Weber memilih konsep rasionalitas
sebagai titik pusat perhatiannya yang utama. Konsep ini sama pentingnya dengan
konsep solidaritas untuk Durkheim, konflik kelas Marx, tahap-tahap perkembangan
intelektual bagi Comte, dan mentalitas budaya untuk Sorokin. Weber melihat
perkembangan masyarakat barat yang modern sebagai suatu hal yang menyangkut
peningkatan yang mantap dalam bentuk rasionalitas. Peningkatan ini tercermin
dalam tindakan ekonomi individu setiap hari dan dalam bentuk-bentuk organisasi
sosial, hal ini juga juga terungkapkan dalam evolusi musik Barat. Meskipun
musik sering dilihat sebagai bahasa emosi, Weber memperlihatkan bahwa musik
juga tunduk pada kecenderungan rasionalisasi yang merembes pada perkembangan
kebudayaan Bbarat yang modern. Karena kriteria rasionalitas merupakan suatu
kerangka acuan, maka masalah keunikan orientasi subyektif individu serta
motivasinya sebagiannya dapat diatasi. Juga menurut perspektif ilmiah, kriteria
rasionalitas merupakan suatu dasar yang logis dan obyektif untuk mendirikan
suatu ilmu pengetahuan mengenai tindakan sosial serta institusi sosial, dan
sementara itu membantu menegakkan hubungannya dengan arti subyektif. Beberapa
masalah akan kita hadapi dalam menganalisa tindakan sosial menurut titik
pandangan ini. Para ahli filsafat sosial, pujangga, dan pengamat sosial lainnya
berbeda secara mendalam dalam memberikan prioritas pada pikiran, intelek, dan
logika (kegiatan otak) atau pada hati (seperti perasaan, sentimen, emosi) kalau
menjelaskan perilaku manusia. Sejauh mana perilaku manusia itu bersifat
rasional? Tak seorangpun berbuat sesuatu tanpa pikiran, tetapi pikiran mungkin
hanya sekedar keinginan untuk menyatakan suatu perasaan, dan bukan suatu
perhitungan yang sadar atau logis. Kebanyakan kita heran mengapa kadang-kadang
pikiran kita tidak mampu membangkitkan motivasi atau mendorong kita untuk
bertindak. Kadang-kadang mungkin juga kita berpikir bahwa tindakan orang lain
itu sama sekali tidak masuk akal, hanya menjadi berarti apabila orang itu
menjelaskan alasan bagi tindakan itu—mesipun kriteria yang kita gunakan untuk
penilaian seperti itu mungkin agak longgar. Misalnya, mungkin kelihatannya
masuk akal bahwa seseorang membayar dengan sangat mahal sebuah mobil besar yang
kurang cepat apabila kita mengetahui bahwa ada temannya yang mati ketika
mengendarai mobil kecil yang kurang bertenaga. Tetapi apabila orang-orang lalu
memberikan pembenaran-pembenaran seperti itu, kita sepertinya heran kalau
pembenaran seperti itu sebenarnya merupakan rasionalisasi yang bersifat ex post
facto tentang tindakan, yang diberikan dengan alasan-alasan yag sangat berbeda.

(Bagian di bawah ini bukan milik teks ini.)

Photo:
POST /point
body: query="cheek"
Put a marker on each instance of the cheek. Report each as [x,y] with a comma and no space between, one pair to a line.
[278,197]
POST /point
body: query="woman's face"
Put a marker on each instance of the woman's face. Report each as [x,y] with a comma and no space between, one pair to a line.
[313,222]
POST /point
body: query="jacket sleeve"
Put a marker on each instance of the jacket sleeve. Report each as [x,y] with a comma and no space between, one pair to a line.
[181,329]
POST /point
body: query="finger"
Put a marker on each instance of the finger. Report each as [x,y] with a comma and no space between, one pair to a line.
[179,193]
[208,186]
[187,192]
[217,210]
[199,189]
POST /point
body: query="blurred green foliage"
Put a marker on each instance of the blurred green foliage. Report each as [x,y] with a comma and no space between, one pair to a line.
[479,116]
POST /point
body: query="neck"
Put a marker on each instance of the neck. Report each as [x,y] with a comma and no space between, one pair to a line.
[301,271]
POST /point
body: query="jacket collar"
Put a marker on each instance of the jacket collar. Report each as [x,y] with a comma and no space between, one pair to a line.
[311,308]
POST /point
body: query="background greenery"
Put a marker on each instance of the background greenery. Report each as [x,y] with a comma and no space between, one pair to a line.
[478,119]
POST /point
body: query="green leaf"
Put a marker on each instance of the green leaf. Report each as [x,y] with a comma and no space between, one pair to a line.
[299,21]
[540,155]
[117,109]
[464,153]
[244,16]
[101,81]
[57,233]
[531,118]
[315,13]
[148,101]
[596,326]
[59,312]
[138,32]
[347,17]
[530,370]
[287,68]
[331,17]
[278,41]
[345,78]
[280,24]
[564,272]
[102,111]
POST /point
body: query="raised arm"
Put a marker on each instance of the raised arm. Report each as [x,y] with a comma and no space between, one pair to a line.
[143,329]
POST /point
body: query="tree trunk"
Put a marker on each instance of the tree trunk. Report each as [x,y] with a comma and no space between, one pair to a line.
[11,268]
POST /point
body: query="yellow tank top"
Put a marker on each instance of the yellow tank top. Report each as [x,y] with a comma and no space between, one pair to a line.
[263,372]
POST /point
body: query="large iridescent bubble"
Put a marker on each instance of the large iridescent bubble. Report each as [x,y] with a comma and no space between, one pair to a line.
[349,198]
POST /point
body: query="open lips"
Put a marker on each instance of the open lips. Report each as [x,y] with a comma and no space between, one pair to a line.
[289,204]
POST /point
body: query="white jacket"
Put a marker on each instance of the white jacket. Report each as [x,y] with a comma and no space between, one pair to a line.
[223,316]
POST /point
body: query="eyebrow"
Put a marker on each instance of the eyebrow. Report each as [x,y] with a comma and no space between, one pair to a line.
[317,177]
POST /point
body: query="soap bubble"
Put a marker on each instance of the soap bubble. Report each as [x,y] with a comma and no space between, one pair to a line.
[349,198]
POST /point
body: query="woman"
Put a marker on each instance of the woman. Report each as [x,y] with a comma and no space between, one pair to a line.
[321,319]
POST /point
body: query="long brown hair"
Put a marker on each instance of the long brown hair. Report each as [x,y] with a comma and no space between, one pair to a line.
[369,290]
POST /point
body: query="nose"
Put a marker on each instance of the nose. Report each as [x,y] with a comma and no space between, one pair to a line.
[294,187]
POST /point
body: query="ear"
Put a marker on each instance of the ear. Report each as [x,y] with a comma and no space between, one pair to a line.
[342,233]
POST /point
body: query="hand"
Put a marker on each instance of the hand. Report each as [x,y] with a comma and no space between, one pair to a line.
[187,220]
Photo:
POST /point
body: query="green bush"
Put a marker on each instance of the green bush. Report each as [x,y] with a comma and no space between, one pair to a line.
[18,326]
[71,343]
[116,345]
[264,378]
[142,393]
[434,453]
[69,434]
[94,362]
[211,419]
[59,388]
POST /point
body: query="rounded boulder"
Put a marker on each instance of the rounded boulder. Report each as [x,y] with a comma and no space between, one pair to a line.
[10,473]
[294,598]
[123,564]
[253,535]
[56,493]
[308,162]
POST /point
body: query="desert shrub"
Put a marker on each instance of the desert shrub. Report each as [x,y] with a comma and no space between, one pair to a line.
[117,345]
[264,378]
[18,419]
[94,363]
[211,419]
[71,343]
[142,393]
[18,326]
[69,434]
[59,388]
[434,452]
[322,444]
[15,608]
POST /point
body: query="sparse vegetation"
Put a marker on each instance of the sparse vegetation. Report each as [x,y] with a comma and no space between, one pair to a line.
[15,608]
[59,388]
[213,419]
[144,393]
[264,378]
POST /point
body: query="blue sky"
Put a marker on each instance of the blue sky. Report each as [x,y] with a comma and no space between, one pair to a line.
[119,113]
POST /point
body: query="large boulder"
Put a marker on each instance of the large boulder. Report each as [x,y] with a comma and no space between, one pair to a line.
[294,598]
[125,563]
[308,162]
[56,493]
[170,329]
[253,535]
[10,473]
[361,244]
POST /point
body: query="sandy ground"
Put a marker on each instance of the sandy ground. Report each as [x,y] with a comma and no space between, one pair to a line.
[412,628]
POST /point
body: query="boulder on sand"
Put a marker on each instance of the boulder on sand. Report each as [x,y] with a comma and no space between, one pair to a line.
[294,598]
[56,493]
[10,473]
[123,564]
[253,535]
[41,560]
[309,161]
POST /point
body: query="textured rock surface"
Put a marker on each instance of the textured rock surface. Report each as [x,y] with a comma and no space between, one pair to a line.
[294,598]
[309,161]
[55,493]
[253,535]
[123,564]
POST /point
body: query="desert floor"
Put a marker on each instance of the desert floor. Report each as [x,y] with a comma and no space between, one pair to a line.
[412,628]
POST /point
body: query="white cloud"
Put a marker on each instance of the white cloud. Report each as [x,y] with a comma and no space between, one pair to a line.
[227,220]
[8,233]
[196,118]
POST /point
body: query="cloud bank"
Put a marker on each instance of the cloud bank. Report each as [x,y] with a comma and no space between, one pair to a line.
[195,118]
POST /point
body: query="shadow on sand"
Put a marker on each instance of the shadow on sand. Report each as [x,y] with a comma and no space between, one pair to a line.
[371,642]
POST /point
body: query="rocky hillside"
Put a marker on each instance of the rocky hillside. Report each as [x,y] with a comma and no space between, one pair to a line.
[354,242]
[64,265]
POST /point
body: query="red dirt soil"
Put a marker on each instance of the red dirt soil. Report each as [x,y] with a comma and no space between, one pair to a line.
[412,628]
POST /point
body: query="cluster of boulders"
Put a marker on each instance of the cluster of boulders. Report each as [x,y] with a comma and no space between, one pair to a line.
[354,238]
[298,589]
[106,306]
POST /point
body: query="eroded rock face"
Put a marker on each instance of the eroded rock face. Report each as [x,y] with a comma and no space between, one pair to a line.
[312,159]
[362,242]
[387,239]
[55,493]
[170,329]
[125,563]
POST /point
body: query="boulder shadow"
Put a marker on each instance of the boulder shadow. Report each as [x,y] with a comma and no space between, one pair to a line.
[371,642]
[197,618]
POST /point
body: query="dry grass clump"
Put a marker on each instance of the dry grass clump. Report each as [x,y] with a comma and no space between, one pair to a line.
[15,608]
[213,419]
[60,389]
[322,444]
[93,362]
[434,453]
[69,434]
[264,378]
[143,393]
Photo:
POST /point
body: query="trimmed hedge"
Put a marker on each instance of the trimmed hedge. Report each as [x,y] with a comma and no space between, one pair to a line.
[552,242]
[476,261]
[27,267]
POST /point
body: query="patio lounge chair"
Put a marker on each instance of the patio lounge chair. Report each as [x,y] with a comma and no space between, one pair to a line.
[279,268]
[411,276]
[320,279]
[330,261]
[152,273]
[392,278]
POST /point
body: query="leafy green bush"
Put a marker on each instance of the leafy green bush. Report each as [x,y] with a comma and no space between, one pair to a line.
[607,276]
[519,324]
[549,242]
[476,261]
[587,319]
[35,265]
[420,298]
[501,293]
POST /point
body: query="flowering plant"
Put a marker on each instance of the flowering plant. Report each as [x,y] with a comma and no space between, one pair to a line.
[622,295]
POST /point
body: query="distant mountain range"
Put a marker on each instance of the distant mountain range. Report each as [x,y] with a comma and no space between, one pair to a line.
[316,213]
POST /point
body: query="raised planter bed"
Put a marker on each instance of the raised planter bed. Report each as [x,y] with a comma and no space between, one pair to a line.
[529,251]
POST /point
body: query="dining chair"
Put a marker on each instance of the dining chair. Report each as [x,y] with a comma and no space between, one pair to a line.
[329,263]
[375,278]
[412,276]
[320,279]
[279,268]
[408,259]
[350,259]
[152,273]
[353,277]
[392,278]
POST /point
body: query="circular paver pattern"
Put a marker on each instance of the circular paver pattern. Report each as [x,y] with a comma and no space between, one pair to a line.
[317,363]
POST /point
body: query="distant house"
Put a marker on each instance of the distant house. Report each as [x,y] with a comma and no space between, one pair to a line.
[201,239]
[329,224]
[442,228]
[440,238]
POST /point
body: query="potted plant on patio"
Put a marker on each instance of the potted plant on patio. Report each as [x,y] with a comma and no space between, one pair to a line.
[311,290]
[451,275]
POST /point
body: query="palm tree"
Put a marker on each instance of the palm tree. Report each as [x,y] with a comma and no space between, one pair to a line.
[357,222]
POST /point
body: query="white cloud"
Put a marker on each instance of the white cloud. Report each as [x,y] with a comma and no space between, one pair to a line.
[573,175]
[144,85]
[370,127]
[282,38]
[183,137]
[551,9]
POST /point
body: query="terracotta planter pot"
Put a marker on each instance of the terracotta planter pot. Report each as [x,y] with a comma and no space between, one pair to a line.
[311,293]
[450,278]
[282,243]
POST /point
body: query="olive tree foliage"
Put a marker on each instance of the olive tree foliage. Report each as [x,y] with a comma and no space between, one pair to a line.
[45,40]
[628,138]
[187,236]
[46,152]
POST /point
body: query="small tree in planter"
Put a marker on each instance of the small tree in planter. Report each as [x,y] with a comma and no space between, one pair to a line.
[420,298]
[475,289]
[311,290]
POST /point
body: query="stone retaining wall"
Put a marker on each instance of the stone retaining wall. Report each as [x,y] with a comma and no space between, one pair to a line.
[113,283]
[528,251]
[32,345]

Pareto, misalnya, melihat kebanyakan tindakan itu bersifat nonlogis (muncul
dari perasaan), dan yang lalu dirasionalisasikan menurut motif-motif yang dapat
diterima secara sosial.
Pertanyaan-pertanyaan yang muncul
sehubungan dengan rasionalitas malah menjadi lebih kompleks apabila kita
melihat perannya dalam institusi-institusi sosial. Sejauh mana institusi sosial
dan organisasi mencerminkan tipe rasionalitas? Salah satu sumbangan Weber yang
paling masyhur terhadap sosiologi adalah analisa klasiknya mengenai birokrasi
modern sebagai satu bentuk organisasi sosial yang paling rasional (secara
teknis bersifat efesien) dirancangkan. Dalam pengertian apa suatu birokratis
itu merupakan tipe organisasi sosial yang rasional? Dalam masyarakat modern
yang dikendalikan secara birokratis ini, kita sering mengalami aspek-aspek
tertentu dalam birokrasi yang tidak rasional, khususnya kalau kita dipaksa
untuk berinteraksi dengan nasabah atau para langganan. Apa yang membatasi
rasionalitas? Apakah rasionalitas suatu organisasi sosial merupakan suatu tipe
yang berbeda atau berada pada tingkat yang berbeda dari yang bersifat
individual.
Kita tahu, misalnya, bahwa individu dalam posisi
yang rendah dalam satu organisasi birokratis malah tidak sadar bagaimana
sumbangannya yang khusus itu dihubungkan dengan yang dari ratusan orang lainnya
dalam suatu sistem kegiatan yang saling tergantung dan sangat terkoordinasi
secara rasional. Rasionalitas di tingkat individual dan di tingkat organisasi
mungkin mencerminkan kriteria yang berbeda di mana keduanya tidak saling
mengimplisit. Jawaban yang hanya “ya” atau “tidak” terhadap pertanyaan apakah
tindakan manusia bersifat rasional atau tidak, adalah tidak mungkin. Tentu ada
aspek rasional atau intelektual dalam kebanyakan perilaku manusia. Penggunaan
teori implisit dalam menggambarkan pengalaman seseorang di masa lampau, dan
dalam mengembangkan rencana untuk masa depan (seperti didiskusikan dalam Bab I)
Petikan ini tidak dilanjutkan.